Dravid is the one who informed Sourav ' after everybody reached the Iqbal Stadium ' he wouldn’t be playing. Later, Chappell (who was seen interacting with Sourav before play began) may have said something as well.
According to manager Raj Singh Dungarpur, Sourav took the decision “very well” and he himself had a long chat with him. “Look, Sourav’s a nice boy... I accept having, in the past, spoken against him, but he never reacted... Knowing how he would be feeling within, I conveyed he would be our man when we needed a sixth batsman.'”
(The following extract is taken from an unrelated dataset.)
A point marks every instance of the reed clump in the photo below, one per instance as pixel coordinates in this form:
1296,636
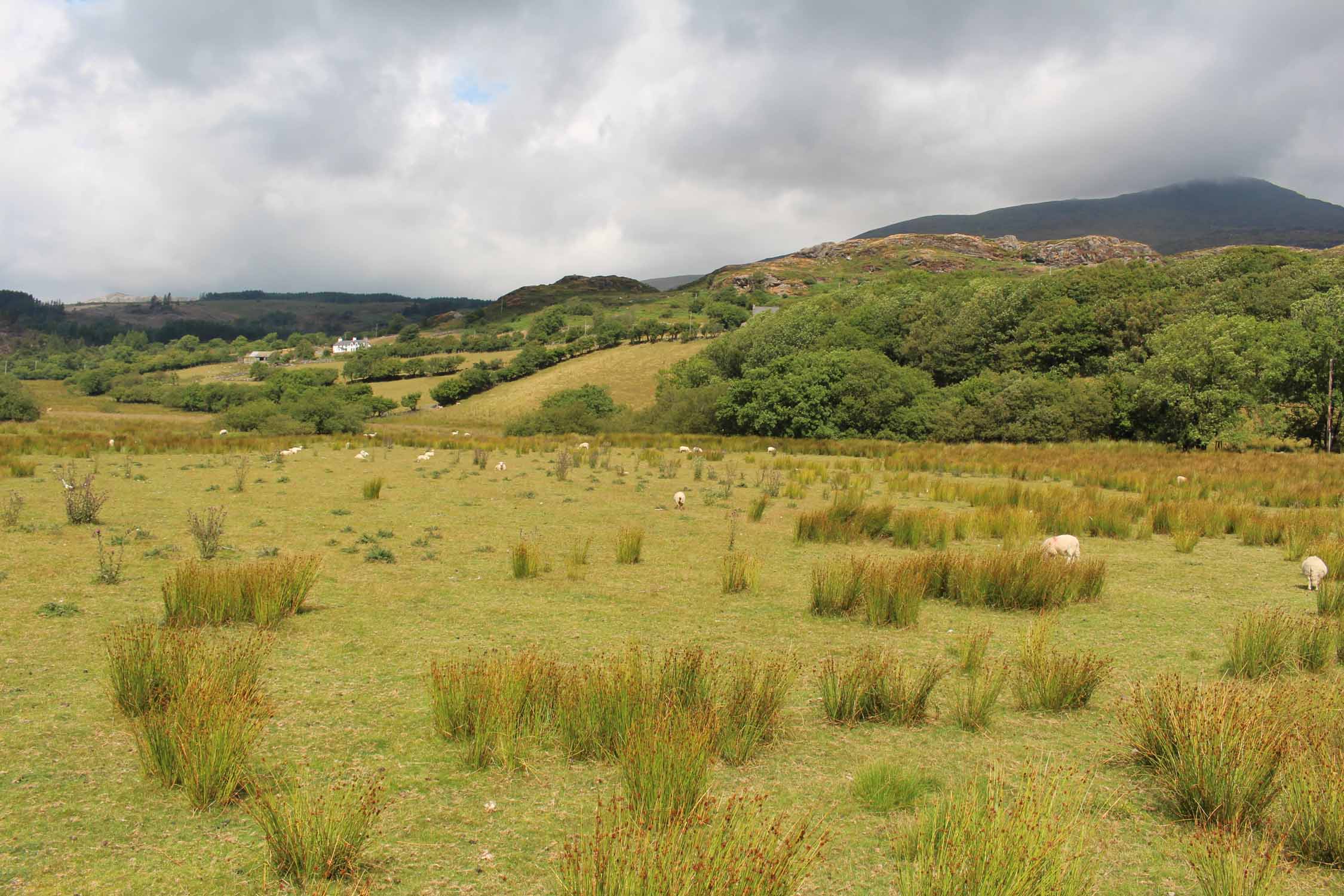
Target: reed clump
260,591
Acknowledging that leaving out Sourav had been “very difficult”, Dravid added: “To win a Test, we need 20 wickets and, for that, five specialist bowlers... A tough decision had to be made and Sourav’s unlucky to miss out.”
The final Test is in Karachi and it’s to be seen whether the traditional four-bowlers-only strategy is fallen back on. Obviously, much is going to depend on the outcome here. Having been dropped without getting a hit in the first Test (Lahore), Sourav must be prepared for more setbacks.
What’s not in doubt is that Yuvraj Singh’s stock is on the upswing and he won’t be sidelined to accommodate Sourav. Even if he doesn’t score, Yuvraj can effect a brilliant run out or bring off a Jonty Rhodes-like catch. That’s a big plus.
While the one-time mentor is in limbo, the protege is an absolute certainty for any Team India XI.